Supply chain is hard because you must reach volume to excite suppliers, but to reach volume you need reliable initial builds. There is a lot of negotiation and convincing. Supplier convincing is a major part of building a hardware startup. If you do not get the right suppliers excited, you cannot build the quality product you want. You need to excite suppliers almost as much as investors.

Aditya Anand:

What advice would you give to someone building a kitchen appliance?

Yatin Varachhia:

Kitchen appliances are a great category. In many areas, India looks to the West, but not with food. We believe our food is better. Yet kitchen appliances are built for the West, not for India. LG and Samsung optimize for the US and make small modifications for India. Indian manufacturers like Godrej or Kent often white-label or adapt products built for other markets. No one truly builds for India. The paying mass was small earlier, but it is increasing, and there is a real opportunity now.

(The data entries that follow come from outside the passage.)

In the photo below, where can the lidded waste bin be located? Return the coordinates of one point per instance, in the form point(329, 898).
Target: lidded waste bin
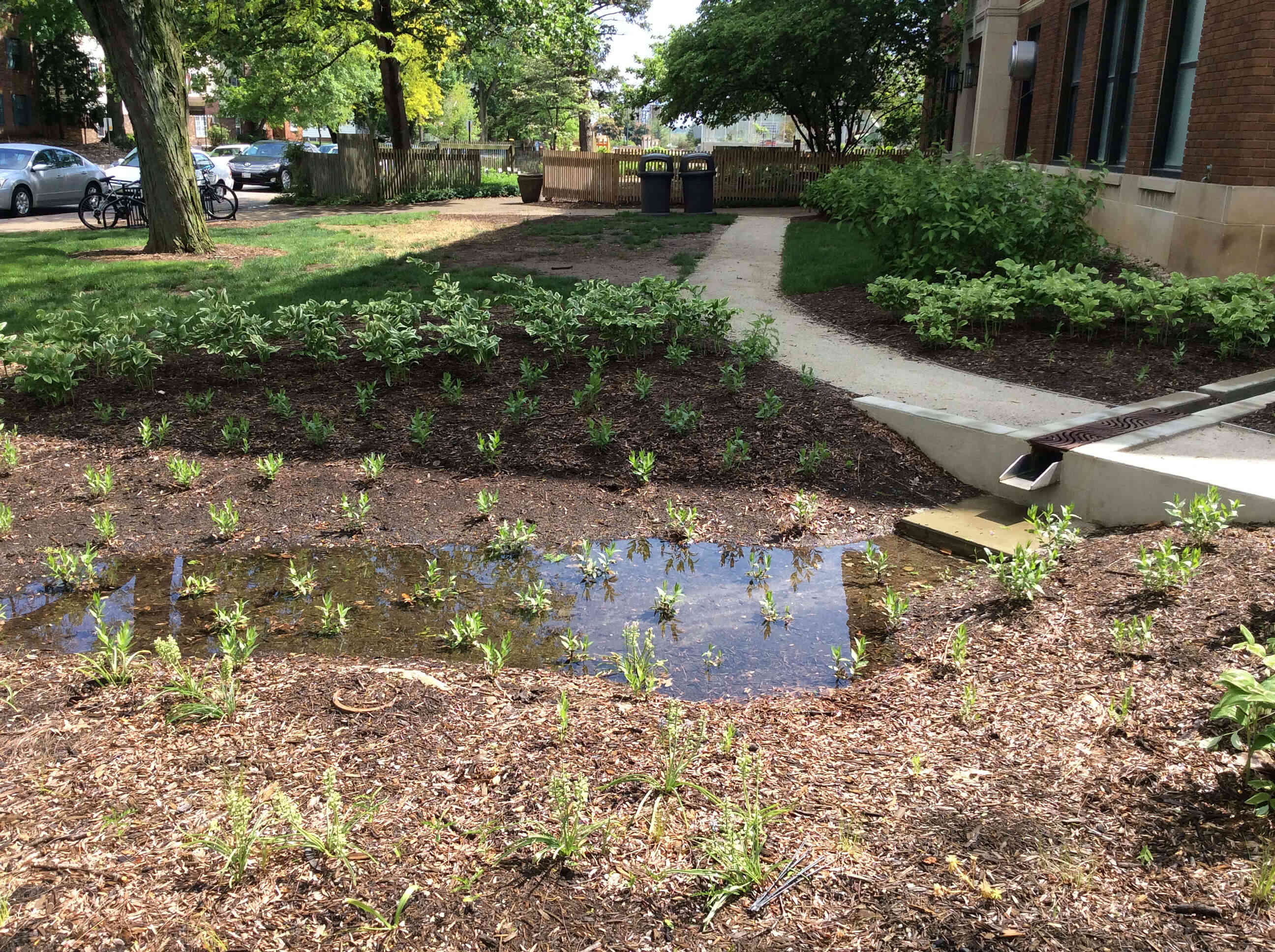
point(698, 182)
point(657, 186)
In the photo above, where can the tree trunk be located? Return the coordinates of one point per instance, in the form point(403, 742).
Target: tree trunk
point(392, 78)
point(145, 55)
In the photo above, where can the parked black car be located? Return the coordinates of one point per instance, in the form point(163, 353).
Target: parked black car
point(266, 164)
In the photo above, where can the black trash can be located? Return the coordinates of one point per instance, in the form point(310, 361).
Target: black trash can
point(698, 184)
point(657, 186)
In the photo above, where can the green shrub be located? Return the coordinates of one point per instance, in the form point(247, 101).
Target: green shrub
point(923, 216)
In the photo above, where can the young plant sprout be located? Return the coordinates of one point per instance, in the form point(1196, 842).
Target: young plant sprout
point(811, 458)
point(959, 649)
point(759, 566)
point(270, 466)
point(770, 406)
point(1132, 634)
point(373, 467)
point(683, 522)
point(667, 599)
point(733, 378)
point(494, 657)
point(894, 606)
point(643, 383)
point(490, 446)
point(737, 450)
point(643, 464)
point(601, 431)
point(318, 430)
point(365, 397)
point(596, 569)
point(198, 404)
point(235, 432)
point(878, 560)
point(804, 507)
point(279, 403)
point(847, 667)
point(184, 472)
point(463, 632)
point(100, 482)
point(536, 598)
point(512, 539)
point(532, 375)
point(638, 664)
point(333, 616)
point(153, 434)
point(225, 518)
point(435, 588)
point(453, 389)
point(303, 582)
point(355, 513)
point(105, 526)
point(576, 647)
point(421, 427)
point(486, 501)
point(520, 408)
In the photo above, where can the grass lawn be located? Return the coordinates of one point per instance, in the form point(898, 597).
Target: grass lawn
point(356, 257)
point(819, 255)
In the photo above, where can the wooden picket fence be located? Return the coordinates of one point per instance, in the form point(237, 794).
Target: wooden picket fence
point(746, 175)
point(363, 167)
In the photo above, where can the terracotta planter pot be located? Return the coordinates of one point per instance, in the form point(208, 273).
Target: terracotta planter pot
point(529, 186)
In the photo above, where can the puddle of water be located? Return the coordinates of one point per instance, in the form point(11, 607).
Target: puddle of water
point(830, 592)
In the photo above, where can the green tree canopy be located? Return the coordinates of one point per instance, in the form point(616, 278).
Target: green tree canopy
point(833, 65)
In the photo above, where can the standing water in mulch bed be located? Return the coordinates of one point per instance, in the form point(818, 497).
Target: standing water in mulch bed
point(718, 644)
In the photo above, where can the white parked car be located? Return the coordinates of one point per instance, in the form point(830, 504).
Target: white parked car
point(129, 170)
point(39, 176)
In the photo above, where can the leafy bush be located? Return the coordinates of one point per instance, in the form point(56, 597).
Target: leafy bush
point(1237, 314)
point(923, 216)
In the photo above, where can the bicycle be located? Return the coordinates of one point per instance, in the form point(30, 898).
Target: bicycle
point(104, 208)
point(218, 203)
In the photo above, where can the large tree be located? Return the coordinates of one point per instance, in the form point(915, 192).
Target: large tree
point(143, 50)
point(832, 65)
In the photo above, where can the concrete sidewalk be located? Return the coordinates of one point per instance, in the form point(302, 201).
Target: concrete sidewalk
point(744, 267)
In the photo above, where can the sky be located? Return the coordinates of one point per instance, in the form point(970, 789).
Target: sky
point(633, 41)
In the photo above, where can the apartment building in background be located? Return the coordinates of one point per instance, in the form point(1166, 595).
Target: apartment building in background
point(1175, 98)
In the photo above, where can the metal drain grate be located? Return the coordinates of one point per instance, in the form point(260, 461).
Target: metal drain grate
point(1101, 430)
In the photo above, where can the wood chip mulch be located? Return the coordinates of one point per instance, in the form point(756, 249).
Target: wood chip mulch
point(1039, 821)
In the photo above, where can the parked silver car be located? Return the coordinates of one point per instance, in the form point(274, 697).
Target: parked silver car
point(39, 176)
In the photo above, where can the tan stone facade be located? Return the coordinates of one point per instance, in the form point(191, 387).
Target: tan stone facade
point(1176, 98)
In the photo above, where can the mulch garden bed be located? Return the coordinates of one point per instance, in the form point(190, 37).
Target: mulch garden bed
point(1033, 820)
point(547, 473)
point(1103, 369)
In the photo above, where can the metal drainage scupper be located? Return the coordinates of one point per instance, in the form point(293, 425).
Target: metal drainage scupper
point(1099, 430)
point(1039, 468)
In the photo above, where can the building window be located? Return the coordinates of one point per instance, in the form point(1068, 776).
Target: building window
point(1117, 78)
point(1171, 124)
point(1024, 124)
point(1071, 63)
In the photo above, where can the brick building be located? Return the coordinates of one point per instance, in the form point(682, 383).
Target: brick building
point(20, 91)
point(1176, 98)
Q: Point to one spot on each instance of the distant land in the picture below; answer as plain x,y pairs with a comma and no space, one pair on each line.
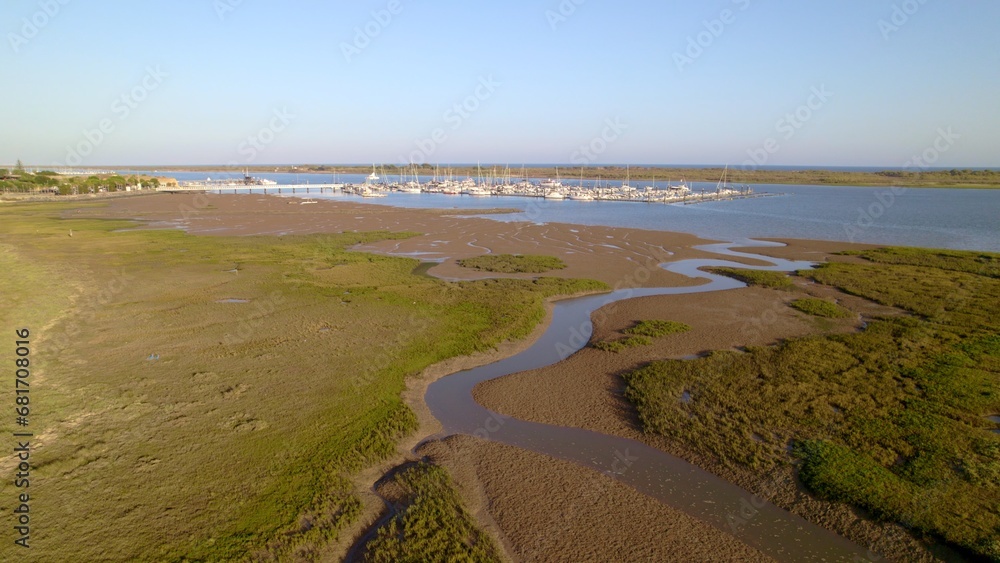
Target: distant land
833,176
969,178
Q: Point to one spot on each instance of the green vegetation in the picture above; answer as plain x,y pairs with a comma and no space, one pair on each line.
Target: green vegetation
617,346
212,430
821,308
430,523
657,328
891,419
22,182
513,263
762,278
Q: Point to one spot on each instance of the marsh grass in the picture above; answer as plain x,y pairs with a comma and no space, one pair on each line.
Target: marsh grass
242,436
622,344
821,308
513,263
761,278
657,328
891,419
430,523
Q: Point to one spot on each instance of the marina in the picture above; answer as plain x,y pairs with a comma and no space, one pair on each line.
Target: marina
492,185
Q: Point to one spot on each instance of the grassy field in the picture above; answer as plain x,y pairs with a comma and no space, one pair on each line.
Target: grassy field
821,308
760,278
657,328
642,334
513,263
891,419
430,523
206,398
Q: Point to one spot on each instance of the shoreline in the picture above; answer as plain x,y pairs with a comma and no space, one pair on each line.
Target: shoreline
261,216
888,177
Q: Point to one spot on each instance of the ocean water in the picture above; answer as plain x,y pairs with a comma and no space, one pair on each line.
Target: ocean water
936,218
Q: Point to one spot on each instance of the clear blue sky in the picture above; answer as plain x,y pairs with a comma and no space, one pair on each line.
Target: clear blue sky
558,81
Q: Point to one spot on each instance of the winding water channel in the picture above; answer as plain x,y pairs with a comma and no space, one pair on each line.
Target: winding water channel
671,480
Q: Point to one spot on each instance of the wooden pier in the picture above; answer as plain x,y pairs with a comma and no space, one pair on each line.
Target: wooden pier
246,189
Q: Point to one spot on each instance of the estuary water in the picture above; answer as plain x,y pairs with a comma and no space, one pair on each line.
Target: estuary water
959,219
673,481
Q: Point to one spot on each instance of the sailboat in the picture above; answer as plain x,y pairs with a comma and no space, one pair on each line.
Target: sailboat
581,193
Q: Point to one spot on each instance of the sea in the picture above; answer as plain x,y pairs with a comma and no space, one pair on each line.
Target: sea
959,219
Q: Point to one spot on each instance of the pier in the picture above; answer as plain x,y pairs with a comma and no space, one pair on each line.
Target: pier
243,188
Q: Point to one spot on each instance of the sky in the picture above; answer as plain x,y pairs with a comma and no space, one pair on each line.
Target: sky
897,83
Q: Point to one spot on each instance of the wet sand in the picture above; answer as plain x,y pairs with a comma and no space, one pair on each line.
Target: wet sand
524,496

If you’re building for India, do not compromise on taste and do not compromise on choices. People want to customize everything. They will not follow even the best chef’s recipe; they want their recipe. Enable them to cook for their taste. Taste comes first, then effort saving. If you balance both, there is a great opportunity. There are many opportunities because few are thinking deeply about this, and it is hard, so few attempt it.

Aditya Anand:

Any books, courses, or blogs you recommend for someone learning robotics, EE, manufacturing, or appliances?

Yatin Varachhia:

From a hardware entrepreneur’s perspective: Tony Fadell’s book “Build” is a great handbook. Keep reading, learning, and challenging your thought process. The blog by Bolt VC is also a good guide for hardware entrepreneurs. You can learn the process, the complexity, and what opportunities to pursue. These are resources to keep referring to and keep challenging yourself.

Aditya Anand:

Any role models you look up to, companies or people who do production or hardware really well?

Yatin Varachhia:

For me, Tarun and Ather Energy are role models. How they went about it, made sure the product is great, and built it starting in India. There are many Western role models, but you have to operate in the Indian ecosystem. We often go back to Ather’s journey to understand how they addressed things. My previous startup teammates mostly joined Ather, so we have insights into how they operate. We admire Tesla and others, but we have to contextualize for where we are. Ather is a great example for us.

Aditya Anand:

What’s next for Nosh over the next six to twelve months?

Yatin Varachhia:

First, get the production line churning regularly, solve hiccups, and make it run without our constant attention. Second, build the marketing engine. We’ve been a product-first company and never marketed much. We will build the team and engine that keeps churning and getting orders. Third, customer support and service are a main focus. We want auto-diagnostics in the product and processes so Nosh itself can report issues. A service visit should fix the problem in one go, with the right part carried. Finally, launch in the US. These are our focuses for the next six to twelve months.

Aditya Anand:

Where can someone learn more about Nosh? Where can we follow you on socials or place an order?

Yatin Varachhia:

Go to our website, lessnosh.io, where you can learn about the product and place a preorder. Follow us on YouTube and Instagram where we post videos and product updates. This is a product people often do not believe until they see it. It truly cooks completely automatically. There has been skepticism because others have overpromised and required a lot of effort. Ours is truly automatic. Come taste the food and believe. Tasting is believing. Check us out and order if you like.

Aditya Anand:

Awesome. Yatin, thanks so much for doing this. This has been insightful and a great learning conversation for me and the audience. I’m excited to follow you and the rest of Nosh’s journey.

Yatin Varachhia:

Thank you. Thanks for hosting me. It has been a great conversation.